Das suas obras em Portugal, o júri, que incluiu Eduardo Souto de Moura, destacou a sede da EDP em Lisboa, “onde, com dois fragmentos paralelos, o arquitecto constrói uma praça virada a sul protegida por brise-soleils, com grande efeito plástico”. A acta do júri salienta ainda que, na obra de Aires Mateus, “a construção de formas e volumes é feita com um carácter inovador, por subtracção de matéria, esculpindo vazios, contrariando assim o sentido clássico do projectar”.

Manuel Aires Mateus começou a sua carreira no atelier de Gonçalo Byrne – onde trabalhou entre 1983 a 1988 -, tendo depois fundado um atelier com o seu irmão Francisco. Mais tarde acabaram por ter cada um o seu próprio atelier – Manuel Aires Mateus mudou-se recentemente para um prédio na Rua Cecílio de Sousa – mas, como explicou numa grande entrevista ao PÚBLICO na altura da conclusão da sede da EDP, os dois continuam a assinar várias vezes em conjunto, principalmente nos trabalhos de maior dimensão. É o caso do projecto para Lausanne, em que a dupla ganhou o concurso para o Museu da Fotografia de Elysée e o Museu de Design e Arte Contemporânea, ultrapassando pelo caminho propostas de três prémios Pritzker.
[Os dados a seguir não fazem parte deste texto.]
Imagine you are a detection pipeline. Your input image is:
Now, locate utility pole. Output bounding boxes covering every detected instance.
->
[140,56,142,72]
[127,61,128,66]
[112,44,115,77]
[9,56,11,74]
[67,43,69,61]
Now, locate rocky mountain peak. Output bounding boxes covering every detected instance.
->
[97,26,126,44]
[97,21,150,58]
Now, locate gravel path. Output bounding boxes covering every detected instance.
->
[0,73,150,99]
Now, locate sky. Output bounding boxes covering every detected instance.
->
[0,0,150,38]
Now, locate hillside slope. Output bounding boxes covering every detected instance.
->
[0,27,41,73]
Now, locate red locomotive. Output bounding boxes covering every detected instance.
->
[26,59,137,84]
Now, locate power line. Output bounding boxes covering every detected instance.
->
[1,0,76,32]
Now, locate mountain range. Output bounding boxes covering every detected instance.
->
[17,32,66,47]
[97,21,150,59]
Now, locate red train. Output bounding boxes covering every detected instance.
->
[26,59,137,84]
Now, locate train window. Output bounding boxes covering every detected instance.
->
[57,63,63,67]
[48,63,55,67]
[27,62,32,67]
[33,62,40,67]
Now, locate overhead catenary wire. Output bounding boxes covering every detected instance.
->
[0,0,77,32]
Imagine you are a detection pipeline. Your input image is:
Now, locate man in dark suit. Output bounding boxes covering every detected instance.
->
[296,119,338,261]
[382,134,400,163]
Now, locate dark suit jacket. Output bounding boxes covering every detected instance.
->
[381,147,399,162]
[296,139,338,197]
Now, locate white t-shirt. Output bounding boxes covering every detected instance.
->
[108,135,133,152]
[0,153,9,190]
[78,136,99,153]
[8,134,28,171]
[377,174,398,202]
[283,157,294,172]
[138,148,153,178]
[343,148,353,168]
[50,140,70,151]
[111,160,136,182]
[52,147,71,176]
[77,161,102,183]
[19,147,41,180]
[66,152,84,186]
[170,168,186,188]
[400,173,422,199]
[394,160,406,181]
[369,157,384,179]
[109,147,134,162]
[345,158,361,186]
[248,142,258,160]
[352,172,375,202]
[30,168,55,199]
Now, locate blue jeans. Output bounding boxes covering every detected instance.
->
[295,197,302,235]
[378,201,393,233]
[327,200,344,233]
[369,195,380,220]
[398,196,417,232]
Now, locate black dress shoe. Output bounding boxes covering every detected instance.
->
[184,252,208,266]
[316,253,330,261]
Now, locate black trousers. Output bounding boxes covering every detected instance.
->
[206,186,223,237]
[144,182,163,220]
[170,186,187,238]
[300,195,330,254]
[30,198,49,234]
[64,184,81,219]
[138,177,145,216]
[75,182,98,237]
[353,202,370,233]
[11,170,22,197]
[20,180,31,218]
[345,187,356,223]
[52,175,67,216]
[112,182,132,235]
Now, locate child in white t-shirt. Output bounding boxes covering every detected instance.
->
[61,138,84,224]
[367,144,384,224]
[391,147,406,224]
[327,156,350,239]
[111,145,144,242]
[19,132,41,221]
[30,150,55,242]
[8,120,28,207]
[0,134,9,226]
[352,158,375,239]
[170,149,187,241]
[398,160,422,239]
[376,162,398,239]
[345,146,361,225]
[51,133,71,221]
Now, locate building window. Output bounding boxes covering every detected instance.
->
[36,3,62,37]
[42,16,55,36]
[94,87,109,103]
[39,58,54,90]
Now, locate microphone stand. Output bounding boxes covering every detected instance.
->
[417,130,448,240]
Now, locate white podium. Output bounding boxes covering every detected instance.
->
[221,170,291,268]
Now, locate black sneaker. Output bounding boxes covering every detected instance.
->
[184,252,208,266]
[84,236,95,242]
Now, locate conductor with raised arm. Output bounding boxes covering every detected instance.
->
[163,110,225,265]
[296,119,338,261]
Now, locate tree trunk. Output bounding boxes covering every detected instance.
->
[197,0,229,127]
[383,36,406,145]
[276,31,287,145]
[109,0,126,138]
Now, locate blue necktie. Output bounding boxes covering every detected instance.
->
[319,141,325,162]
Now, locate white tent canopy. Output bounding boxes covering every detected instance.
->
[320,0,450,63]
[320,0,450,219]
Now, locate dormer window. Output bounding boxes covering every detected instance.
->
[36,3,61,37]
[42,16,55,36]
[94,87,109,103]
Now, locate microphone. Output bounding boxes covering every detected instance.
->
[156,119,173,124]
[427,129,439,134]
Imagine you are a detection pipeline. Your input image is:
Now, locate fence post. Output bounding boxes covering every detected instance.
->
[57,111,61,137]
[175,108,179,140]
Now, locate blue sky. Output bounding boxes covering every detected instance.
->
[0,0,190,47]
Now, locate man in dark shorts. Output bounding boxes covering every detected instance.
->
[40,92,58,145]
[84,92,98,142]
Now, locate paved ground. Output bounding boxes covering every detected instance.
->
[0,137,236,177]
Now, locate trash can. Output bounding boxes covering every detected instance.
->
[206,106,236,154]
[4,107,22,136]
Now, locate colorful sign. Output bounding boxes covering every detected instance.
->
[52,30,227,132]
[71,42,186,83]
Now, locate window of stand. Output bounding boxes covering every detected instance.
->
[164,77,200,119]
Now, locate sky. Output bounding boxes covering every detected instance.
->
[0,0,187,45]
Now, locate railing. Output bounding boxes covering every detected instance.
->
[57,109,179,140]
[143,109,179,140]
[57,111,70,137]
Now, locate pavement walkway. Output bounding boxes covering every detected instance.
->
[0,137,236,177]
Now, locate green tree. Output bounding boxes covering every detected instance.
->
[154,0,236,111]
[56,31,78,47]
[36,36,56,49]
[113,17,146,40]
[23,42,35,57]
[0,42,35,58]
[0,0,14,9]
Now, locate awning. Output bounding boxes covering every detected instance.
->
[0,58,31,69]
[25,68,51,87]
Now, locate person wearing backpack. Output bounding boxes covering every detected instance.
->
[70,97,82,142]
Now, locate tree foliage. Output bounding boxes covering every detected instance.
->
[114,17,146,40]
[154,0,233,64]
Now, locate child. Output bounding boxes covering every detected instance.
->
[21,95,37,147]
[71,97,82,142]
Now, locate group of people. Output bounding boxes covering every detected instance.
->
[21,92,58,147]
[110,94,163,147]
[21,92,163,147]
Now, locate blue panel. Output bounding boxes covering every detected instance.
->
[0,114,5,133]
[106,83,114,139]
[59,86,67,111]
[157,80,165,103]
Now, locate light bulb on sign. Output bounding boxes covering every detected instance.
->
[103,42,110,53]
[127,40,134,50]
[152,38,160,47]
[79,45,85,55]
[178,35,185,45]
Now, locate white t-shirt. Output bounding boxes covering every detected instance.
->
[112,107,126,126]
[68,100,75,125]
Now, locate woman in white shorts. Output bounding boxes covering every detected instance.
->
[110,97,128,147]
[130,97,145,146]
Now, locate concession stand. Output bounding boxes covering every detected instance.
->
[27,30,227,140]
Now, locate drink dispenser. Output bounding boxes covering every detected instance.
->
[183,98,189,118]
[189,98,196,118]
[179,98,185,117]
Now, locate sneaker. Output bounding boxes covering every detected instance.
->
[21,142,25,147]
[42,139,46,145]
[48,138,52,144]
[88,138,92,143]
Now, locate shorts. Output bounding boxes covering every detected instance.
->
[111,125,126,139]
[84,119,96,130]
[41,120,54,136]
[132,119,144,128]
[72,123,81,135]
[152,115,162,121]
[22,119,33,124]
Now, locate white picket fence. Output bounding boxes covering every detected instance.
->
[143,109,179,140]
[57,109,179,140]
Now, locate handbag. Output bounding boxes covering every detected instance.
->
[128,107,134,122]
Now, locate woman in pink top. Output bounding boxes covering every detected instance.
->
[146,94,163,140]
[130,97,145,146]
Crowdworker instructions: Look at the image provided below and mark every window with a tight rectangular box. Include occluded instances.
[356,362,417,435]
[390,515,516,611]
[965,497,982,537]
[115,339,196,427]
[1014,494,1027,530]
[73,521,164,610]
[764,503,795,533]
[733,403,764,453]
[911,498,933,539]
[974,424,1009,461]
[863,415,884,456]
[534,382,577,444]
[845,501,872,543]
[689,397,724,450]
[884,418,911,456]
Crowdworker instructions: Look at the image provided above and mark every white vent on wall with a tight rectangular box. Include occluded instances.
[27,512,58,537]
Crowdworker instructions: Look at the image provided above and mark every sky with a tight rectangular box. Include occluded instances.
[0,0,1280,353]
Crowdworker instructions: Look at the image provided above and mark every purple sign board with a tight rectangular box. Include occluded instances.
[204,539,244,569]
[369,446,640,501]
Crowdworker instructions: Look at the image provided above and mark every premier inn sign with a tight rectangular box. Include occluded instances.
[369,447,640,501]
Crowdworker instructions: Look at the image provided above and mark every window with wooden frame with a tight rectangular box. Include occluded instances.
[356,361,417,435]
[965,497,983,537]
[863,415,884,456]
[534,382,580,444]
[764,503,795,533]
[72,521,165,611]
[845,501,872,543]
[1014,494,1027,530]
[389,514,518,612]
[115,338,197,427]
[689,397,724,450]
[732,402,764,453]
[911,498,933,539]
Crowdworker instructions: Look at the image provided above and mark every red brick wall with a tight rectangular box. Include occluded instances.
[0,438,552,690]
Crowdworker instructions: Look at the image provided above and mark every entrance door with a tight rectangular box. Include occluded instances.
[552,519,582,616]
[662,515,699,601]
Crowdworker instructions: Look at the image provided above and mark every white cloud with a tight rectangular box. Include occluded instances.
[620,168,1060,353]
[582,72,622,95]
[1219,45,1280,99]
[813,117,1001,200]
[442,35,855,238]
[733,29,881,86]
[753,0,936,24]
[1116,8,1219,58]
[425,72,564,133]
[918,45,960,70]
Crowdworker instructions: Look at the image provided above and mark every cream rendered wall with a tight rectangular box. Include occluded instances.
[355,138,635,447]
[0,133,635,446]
Nos últimos anos, os seus projectos têm ganho uma maior dimensão, nomeadamente em Lisboa, com a inauguração da sede da EDP em 2015, e depois de ter vencido vários concursos de arquitectura no estrangeiro, o que lhe permitiu a internacionalização da sua obra. Desenhou a Faculdade de Arquitectura de Tournai, na Bélgica, ou o Centro de Criação Contemporânea Olivier Debré, em Tours, França.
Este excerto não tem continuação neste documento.